On December 2, 2022, a team of scientists from the Austrian Institute for Molecular Biotechnology published in the scientific journal Nature the production of an artificial embryo from human stem cells and its implantation in the mother’s uterus.
Nicolas Rivron, principal investigator of this study, explains that only half of the eggs fertilized by a sperm give rise to a new person. The other half is lost during implantation. They wonder what decides that an embryo nests in the mother’s womb and that another apparently just the same disappears forever.
To do this, they made three molecular modifications in human stem cells, which were reprogrammed and began to form spheres very similar to an embryo about seven days old, called a blastocyst. At this point the embryo is a ball less than a millimeter in diameter, made up of 200 cells, with all the genetic information of a human being. They then matched these artificial embryos with the endometrial cells that line the inside of the uterus. If they did nothing, nothing happened, but if they added estrogen and progesterone in the same amount that is produced during pregnancy, the pseudo-embryos would stick to the cells of the uterus simulating implantation (something hardly studied before). When analyzing the genetic expression of the pseudo-embryos, it was verified that it coincides in 97% with that of the real human zygotes. Furthermore, only 50% of the artificial embryos were implanted, the same as natural human embryos. In the course of this research it was also found that an already known molecule −SC144− prevented implantation, suggesting that it might work as a contraceptive.
What are the risks associated with this research
The scientists only allowed their artificial embryo to live for 13 days. They did so in part because in many European countries, including Spain, the law prevents the cultivation of human embryos beyond the 14th day. For what reason? Because from that day on it is impossible for twins to emerge from the embryo, and this has led to the belief that a new human being appears two weeks after fertilization. However, today it is known with certainty that from the moment of fertilization there is a new human being (cf., for example, “The fictional embryo” by Gonzalo Herranz. )

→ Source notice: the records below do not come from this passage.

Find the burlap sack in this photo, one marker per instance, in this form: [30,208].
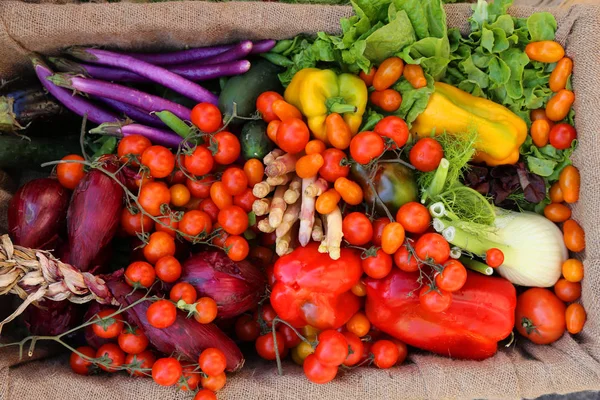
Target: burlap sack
[525,370]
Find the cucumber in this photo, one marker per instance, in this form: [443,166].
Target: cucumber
[243,90]
[254,140]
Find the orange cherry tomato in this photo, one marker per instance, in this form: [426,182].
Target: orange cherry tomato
[560,74]
[255,170]
[315,146]
[338,132]
[388,73]
[368,78]
[559,105]
[327,202]
[574,236]
[388,100]
[570,181]
[414,75]
[350,191]
[309,165]
[284,110]
[576,317]
[540,131]
[546,51]
[567,291]
[392,237]
[557,212]
[555,193]
[573,270]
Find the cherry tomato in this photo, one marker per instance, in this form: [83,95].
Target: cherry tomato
[265,346]
[332,349]
[349,190]
[160,245]
[152,196]
[385,354]
[388,73]
[567,291]
[557,212]
[573,236]
[136,223]
[183,291]
[209,207]
[114,354]
[140,273]
[575,318]
[559,105]
[108,327]
[405,261]
[359,324]
[561,136]
[540,316]
[79,365]
[161,314]
[368,78]
[572,270]
[414,217]
[546,51]
[213,383]
[254,170]
[194,223]
[308,166]
[292,135]
[452,277]
[316,372]
[569,182]
[207,117]
[560,74]
[168,269]
[131,148]
[426,154]
[70,174]
[540,132]
[332,168]
[392,237]
[435,300]
[377,266]
[212,361]
[227,148]
[247,329]
[394,128]
[388,100]
[166,371]
[357,229]
[206,310]
[133,341]
[415,76]
[432,246]
[366,146]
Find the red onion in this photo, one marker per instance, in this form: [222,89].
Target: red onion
[235,286]
[37,212]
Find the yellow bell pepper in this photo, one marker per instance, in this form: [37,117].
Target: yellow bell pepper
[316,93]
[500,132]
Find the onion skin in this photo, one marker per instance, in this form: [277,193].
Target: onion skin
[93,216]
[37,213]
[186,337]
[235,286]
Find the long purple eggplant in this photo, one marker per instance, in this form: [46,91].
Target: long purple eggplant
[186,337]
[77,104]
[120,93]
[155,135]
[155,73]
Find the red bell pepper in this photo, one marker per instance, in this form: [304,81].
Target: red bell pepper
[481,314]
[312,289]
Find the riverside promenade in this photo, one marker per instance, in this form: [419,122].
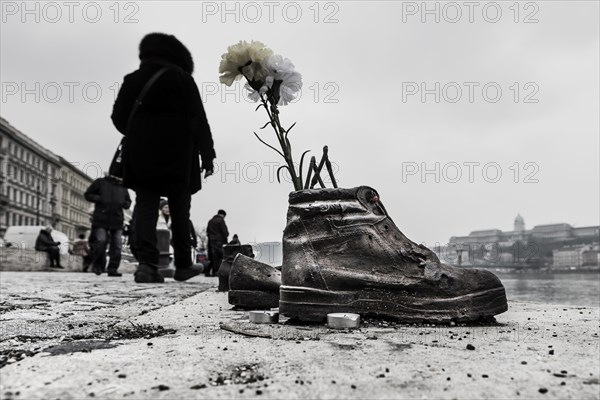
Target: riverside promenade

This work further opens the door to control the ability to generate or abort pregnancies, and also to produce human material that serves as a storehouse of repairs for other human beings who need some type of transplant.

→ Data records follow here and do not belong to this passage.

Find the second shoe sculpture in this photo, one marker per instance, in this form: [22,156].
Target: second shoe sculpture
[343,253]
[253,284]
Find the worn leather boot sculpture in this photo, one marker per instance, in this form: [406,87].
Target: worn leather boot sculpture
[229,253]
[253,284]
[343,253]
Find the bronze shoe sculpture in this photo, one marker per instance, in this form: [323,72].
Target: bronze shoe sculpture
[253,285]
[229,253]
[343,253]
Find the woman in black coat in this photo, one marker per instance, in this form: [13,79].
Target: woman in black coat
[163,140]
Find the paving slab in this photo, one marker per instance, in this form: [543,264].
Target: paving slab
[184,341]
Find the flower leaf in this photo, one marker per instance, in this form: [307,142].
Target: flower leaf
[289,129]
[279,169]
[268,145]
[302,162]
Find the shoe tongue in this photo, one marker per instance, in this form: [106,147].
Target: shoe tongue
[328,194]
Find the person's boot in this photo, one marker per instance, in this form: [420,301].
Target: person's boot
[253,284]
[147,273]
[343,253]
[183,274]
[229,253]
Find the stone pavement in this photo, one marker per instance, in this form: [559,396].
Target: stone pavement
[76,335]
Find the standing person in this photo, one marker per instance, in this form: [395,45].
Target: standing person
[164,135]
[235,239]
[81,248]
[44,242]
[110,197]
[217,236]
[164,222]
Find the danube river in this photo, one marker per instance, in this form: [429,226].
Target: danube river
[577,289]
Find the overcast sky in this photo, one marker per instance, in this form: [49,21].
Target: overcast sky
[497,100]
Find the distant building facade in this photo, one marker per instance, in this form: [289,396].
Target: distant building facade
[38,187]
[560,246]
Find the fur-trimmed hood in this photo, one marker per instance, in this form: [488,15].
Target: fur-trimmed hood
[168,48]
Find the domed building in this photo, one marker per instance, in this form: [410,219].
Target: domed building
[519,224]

It also opens up crazy possibilities, like implanting artificial embryos in the womb of an animal or even a woman, and trying to deliver a baby. Rivron stresses that such a thing should “never” be done, adding that it probably would not succeed. His team has spent years trying to implant a mouse pseudo-embryo in the uterus of a female mouse. On no occasion were they able to generate newborn mice. “In all likelihood” wouldn’t work in humans either, he points out.
On the other hand, pseudo-embryos produced from human stem cells can open up a transhumanist dystopia, that is, the reification of human beings based on unrestricted development of biotechnology, and the commercial liberalization of the process. In neither case are the anthropological bases that support them questioned.
Bioethical Assessment
Converting human stem cells to create embryos is unethical, for at least four reasons:
1. It would not give rise to a human being conceived by the penetration of a sperm into an ovum, but a human brother identical to that of the adult stem cell donor: a clone, although the technique is different. The method of artificial embryos exponentially increases the artificiality of the encounter between spermatozoa and ovules in in vitro fertilization, because it even does without gametes. Hypothetically speaking, from conception without sex we would reach the generation of the embryo without fertilization.
2. As with in vitro fertilization, the number of embryos lost to reach the embryo useful for transplantation would be high. They are living beings that are lost.
3. One feature of artificial fertilization – the objectification of the unborn human being – would be considerably accentuated. The artificial embryo thus produced would never see the light of day. Their creation would only serve to provide a storehouse of cells, tissues and organs in an attempt to save other people: a means to the ends of others. A monstrous process of cannibalizing, as is done with some aborted fetuses.
4. Last but not least: separate procreation from union. The only dignified way for a new human being to be born is for conception to occur in the woman’s body after a loving sexual relationship between the spouses.